Tuesday, October 10, 2017/ 12:57 PM /Cordros Capital
Yesterday, the management of FLOURMILL notified the NSE of its Board Approval in principle to commence with activities to raise additional funds through Rights Issue and Medium Term notes (Commercial Papers). Both announcements have been in the public place for a while.
A shelf programme was registered in H2 2016 to raise N40 billion in equity but was placed on hold. Perhaps the seeming improvement in the macroeconomic environment, a condition the management had said was necessary for the RI, may have prompted the need to commence the exercise. That said, market condition, in our view, remains unfavourable for the RI, as the price of FLOURMILL’s stock has barely moved since the fund raising was first announced in August 2015 (charts 1 below). As such, while the stock price rallied yesterday, perhaps indicating the RI announcement appealed to investors, we would treat the latest display of intent by the management to progress with the fund raising, with caution.

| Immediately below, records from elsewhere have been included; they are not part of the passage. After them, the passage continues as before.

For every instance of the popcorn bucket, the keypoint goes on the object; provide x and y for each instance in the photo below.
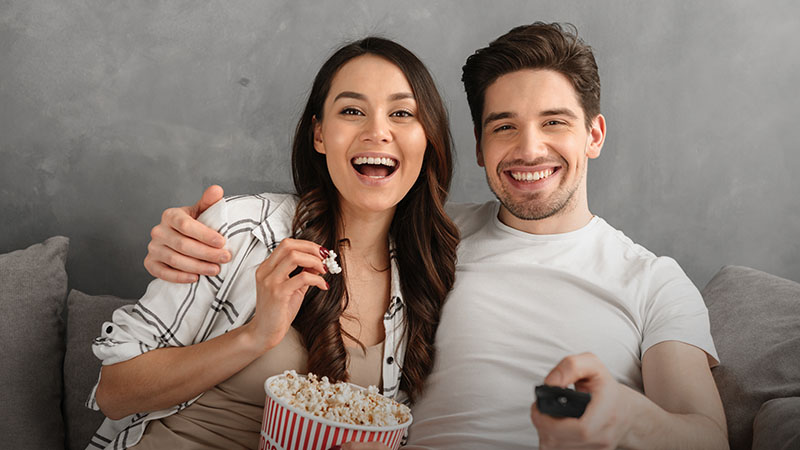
(286, 427)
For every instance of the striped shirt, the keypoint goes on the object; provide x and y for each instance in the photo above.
(172, 315)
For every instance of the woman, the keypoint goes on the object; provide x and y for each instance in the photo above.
(372, 164)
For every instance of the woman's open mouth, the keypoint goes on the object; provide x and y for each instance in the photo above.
(374, 167)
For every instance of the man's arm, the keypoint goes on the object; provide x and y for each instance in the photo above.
(183, 248)
(681, 409)
(679, 386)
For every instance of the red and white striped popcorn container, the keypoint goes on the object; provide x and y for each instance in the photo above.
(285, 427)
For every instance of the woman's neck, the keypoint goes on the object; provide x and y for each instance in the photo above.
(368, 233)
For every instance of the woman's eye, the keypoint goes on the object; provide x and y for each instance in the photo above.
(351, 112)
(402, 113)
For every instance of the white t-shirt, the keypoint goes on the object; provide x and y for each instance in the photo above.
(522, 302)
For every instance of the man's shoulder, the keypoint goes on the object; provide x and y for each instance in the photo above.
(637, 260)
(469, 217)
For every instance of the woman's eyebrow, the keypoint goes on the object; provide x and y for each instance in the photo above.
(350, 94)
(401, 96)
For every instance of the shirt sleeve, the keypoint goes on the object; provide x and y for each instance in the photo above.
(168, 315)
(675, 310)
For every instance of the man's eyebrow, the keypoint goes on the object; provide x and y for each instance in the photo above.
(559, 112)
(498, 116)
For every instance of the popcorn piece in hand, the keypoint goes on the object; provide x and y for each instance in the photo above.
(330, 262)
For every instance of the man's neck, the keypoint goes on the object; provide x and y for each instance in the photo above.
(561, 222)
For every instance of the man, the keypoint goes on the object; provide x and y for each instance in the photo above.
(545, 292)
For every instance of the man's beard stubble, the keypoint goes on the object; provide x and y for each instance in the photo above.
(532, 207)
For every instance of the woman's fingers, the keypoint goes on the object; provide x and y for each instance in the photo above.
(304, 280)
(290, 254)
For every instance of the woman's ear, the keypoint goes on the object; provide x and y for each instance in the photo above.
(319, 146)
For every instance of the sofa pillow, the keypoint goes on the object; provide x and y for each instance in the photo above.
(85, 317)
(755, 322)
(777, 425)
(33, 285)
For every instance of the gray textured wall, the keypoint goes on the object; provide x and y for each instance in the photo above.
(115, 110)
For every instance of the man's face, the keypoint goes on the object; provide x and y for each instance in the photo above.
(534, 144)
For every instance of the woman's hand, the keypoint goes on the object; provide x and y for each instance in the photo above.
(280, 295)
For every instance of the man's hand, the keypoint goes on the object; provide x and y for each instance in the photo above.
(603, 425)
(681, 408)
(183, 248)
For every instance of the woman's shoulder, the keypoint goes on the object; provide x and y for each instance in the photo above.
(238, 213)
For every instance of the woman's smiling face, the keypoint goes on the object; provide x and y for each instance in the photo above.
(373, 142)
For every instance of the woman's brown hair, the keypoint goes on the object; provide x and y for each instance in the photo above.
(425, 238)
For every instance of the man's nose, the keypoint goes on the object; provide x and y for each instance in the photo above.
(377, 130)
(531, 143)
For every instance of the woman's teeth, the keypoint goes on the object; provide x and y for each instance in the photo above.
(531, 176)
(389, 162)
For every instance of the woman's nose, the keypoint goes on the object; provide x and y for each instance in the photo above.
(377, 130)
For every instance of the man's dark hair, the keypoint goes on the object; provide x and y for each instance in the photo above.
(536, 46)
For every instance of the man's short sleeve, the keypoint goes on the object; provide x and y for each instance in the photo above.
(675, 311)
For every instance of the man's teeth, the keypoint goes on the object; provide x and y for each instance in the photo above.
(531, 176)
(389, 162)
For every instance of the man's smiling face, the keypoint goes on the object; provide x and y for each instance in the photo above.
(535, 144)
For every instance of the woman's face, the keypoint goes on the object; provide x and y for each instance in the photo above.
(370, 135)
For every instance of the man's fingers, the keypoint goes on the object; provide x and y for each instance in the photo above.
(192, 248)
(166, 273)
(574, 368)
(181, 262)
(180, 220)
(212, 195)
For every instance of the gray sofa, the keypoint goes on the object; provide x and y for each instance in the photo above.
(48, 368)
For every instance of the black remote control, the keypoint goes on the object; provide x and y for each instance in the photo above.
(561, 402)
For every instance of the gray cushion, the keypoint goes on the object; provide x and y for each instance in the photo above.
(755, 322)
(777, 425)
(33, 285)
(85, 316)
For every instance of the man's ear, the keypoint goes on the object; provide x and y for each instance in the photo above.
(597, 135)
(319, 146)
(478, 151)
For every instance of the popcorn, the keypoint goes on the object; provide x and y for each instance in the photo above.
(338, 401)
(330, 262)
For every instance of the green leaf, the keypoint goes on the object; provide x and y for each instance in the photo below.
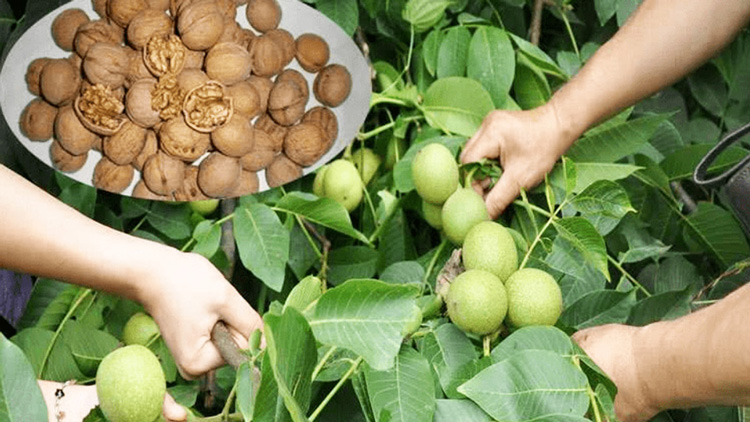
(453, 52)
(404, 392)
(603, 204)
(719, 233)
(457, 105)
(448, 349)
(682, 163)
(583, 236)
(20, 397)
(323, 211)
(529, 386)
(617, 141)
(492, 62)
(344, 12)
(598, 308)
(263, 243)
(367, 317)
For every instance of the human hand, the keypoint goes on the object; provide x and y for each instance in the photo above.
(187, 296)
(611, 347)
(527, 144)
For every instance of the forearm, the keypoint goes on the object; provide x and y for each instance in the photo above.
(662, 42)
(42, 236)
(700, 359)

Plan remains to raise the N40 billion in tranches, but there are no further communication on the time, and the amount to be raised in each tranche. At FLOURMILL’s current market price, and applying the discounts on the recent RIs of the below highlighted companies (table 1), we assume the proposed rights will be offered between N19.04 and N24.85. This should result to the formation of additional 2 billion or 1.6 billion shares, potentially increasing FLOURMILL’s gross outstanding shares to 4.7 billion or 4.2 billion.
At the analysts call following release of Q1-18 result, management disclosed that it was in the process of refinancing some short term facilities (we estimate N72 billion) which matured during the period, hence the upcoming CP (N70 billion proposed, but tenors are yet to be disclosed).
Consequentially, from N190 billion as at June ending, gross debt should increase to N260 billion upon completion of the CP programme, and assuming existing overdraft facilities (N49 billion) are not repaid. We had revised estimate for financing cost higher to N32 billion (from N20 billion) following a quarterly record finance charge of N8.9 billion reported by the group in Q1-18 (due to high interest rate, according to management).
Whilst we await the outcome of the CP, we think it is unlikely to be a cheaper alternative funding, as expected by management. Notwithstanding the (1) recent softening of the naira yield curve and (2) improvement in FLOURMILL’s cashflow, investors are unlikely to price the proposed offering at a rate below the cost of the matured loans (between 13-15%), given (1) concerns about the frequency of the group’s participation in the debt market, (2) deteriorated solvency and liquidity ratios (see charts 2 and 3 below), yet, (3) lack of either a coherent strategy or the will on the part of management to address the group’s debt overhang condition. Moreso, government treasury bills maturing between 90, 182, and 270 day currently yield 18.45%, 19.75%, and 18.75% respectively.